Une aventure galante ne le touche point, à moins qu’elle ne soit assaisonnée de danger & de crainte. S. Evr. Les Portugais sont si superstitieux, qu’ils couvrent toutes les images de leurs chambres avant que d’achever une aventure amoureuse. Inq. de Goa. Il arrive souvent qu’à la lecture d’un roman, les filles se passionnent pour des intrigues, & des aventures chimériques. Fenel.

On dit, mettre de l’argent à la grosse aventure ; pour dire, le mettre à profit sur le négoce de mer, & sur la quille du vaisseau, au hasard de le perdre, si le vaisseau est pris ou fait naufrage. Le bureau des assurances répond de la grosse aventure. Voy. Assurance. (chambre d’).

☞ On dit, dire la bonne aventure, prédire par la chiromancie, ou de quelque façon que ce soit, ce qui doit arriver à quelqu’un.

☞ Quelquefois par aventure, on entend simplement hasard. C’est une grande aventure, si je n’en viens pas à bout.

A l’Aventure, au hasard, sans réflexion, sans dessein. Temerè, inconsultò, inconsideratè.

Errer à l’aventure, c’est marcher sans dessin, & sans savoir où l’on veut aller. C’est être imprudent, que de mettre tout à l’aventure, de faire tout à l’aventure ; c’est-à-dire, sans réflexion. Chacun a la liberté de dire à l’aventure tout ce qu’il pense. Pasc. Combien a-t-on vu de Ministres étourdis gouverner des Etats à l’aventure ? Balz. La plûpart des gens n’ont point de principes & vivent à l’aventure. La Bruy. Un baiser bien souvent se donne à l’aventure. La Sabl. d’aventure, par aventure ; phrases adverbiales, qui signifient par hasard. Fortè, fortuitò. Si d’aventure, ou par aventure il arrivoit ; c’est--à-dire, si le hasard vouloit que cela arrivât. Ces deux derniers sont du style badin & burlesque. Réfl.

On appelle aussi, mal d’aventure, un mal qui vient au bout des doigts, avec une inflammation & abcès, lorsqu’on s’est piqué. Paronychia. Il est fort différent du panaris, quoiqu’il vienne au même endroit. Voyez Panaris.

AVENTURER. v. a. Risquer, mettre au hasard, à l’aventure. Fortune committere, objicere. Il a aventuré sa fortune dans cette affaire. Cet argent est bien aventuré. On le dit souvent avec le pronom personnel, vous vous aventurez trop. Ce Capitaine s’est bien aventuré, d’entrer si avant dans le pays ennemi. Il n’est pas du style noble.

AVENTURÉ, ÉE. Qui est en danger d’être perdu. Quod in periculo est. Le diamant est bien aventuré. R. Caff. Coméd. Affaire aventurée.
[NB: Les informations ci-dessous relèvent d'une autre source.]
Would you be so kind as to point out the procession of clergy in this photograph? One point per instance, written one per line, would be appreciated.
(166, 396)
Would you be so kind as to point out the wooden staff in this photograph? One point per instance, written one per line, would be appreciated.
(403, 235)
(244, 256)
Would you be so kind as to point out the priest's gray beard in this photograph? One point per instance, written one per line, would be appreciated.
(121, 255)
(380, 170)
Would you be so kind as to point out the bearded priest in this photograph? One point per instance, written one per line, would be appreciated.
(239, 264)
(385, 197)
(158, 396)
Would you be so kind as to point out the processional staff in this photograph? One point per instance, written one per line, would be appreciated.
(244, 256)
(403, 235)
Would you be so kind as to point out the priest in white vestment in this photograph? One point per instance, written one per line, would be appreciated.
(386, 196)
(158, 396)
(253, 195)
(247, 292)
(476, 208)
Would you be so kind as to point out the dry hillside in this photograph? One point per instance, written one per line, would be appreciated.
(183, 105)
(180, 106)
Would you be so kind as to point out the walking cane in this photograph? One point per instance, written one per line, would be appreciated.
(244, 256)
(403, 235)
Une dame aventurée au jeu de trictrac, est une dame qu’on avance d’abord beaucoup, sans être assuré de pouvoir la couvrir promptement. L. S.

AVENTUREUX, EUSE. adj. Qui s’aventure, qui s’expose témérairement au péril. Ad audendum projectus. Qui temerè fortune se committit. Je craint les guides aventureux. Le P. Tournemine. Ce soldat est fort aventureux. ☞ Ce terme vieillit, dit l’Académie. On peut bien le regarder comme vieux & suranné.

☞ AVENTURIER. s. m. Qui cherche les aventures, les occasions de la guerre, sans être attaché à aucun corps. On donnoit ce nom sous Louis XII & François I, à une sorte d’infanterie françoise fort mal habillée ; mais qui pour cela n’en étoit pas moins brave. elle fut soumise par François I, au Colonel général de l’infanterie. D’abord elle n’avoit point de solde, mais on lui fournissoit les étapes dans le royaume, & vivoit en pays ennemi du butin qu’elle y pouvoit faire. On la soumit enfin à la discipline militaire. On en voyoit encore sous Henri IV, mais il n’en a point paru depuis. Note sur Cl. Marot.

☞ Dans le discours familier, on le dit parmi nous d’un jeune homme qui cherche à plaire à toutes les femmes, sans s’attacher à aucune. C’est un jeune aventurier qui ne s’attache à rien, & qui se donne à tout. Vagus, circumforaneus amator.

Aventurier, signifie plus ordinairement parmi nous, un homme sans fortune, qui vit d’intrigues. C’est ce qu’on appelle autrement chevalier d’industrie. Alienâ vivere quadrâ peritus.

☞ Dans le commerce, ce terme désigne des gens sans qualité, qui s’intriguent dans les affaires. Défiez-vous de lui, c’est un aventurier. Se immiscere.

☞ On donne encore le nom d’aventurier à certains coureurs de mer, qui piratent sur les mers de l’Amérique, & qu’on appelle autrement, Flubustiers & Boucaniers. Voyez ces mots.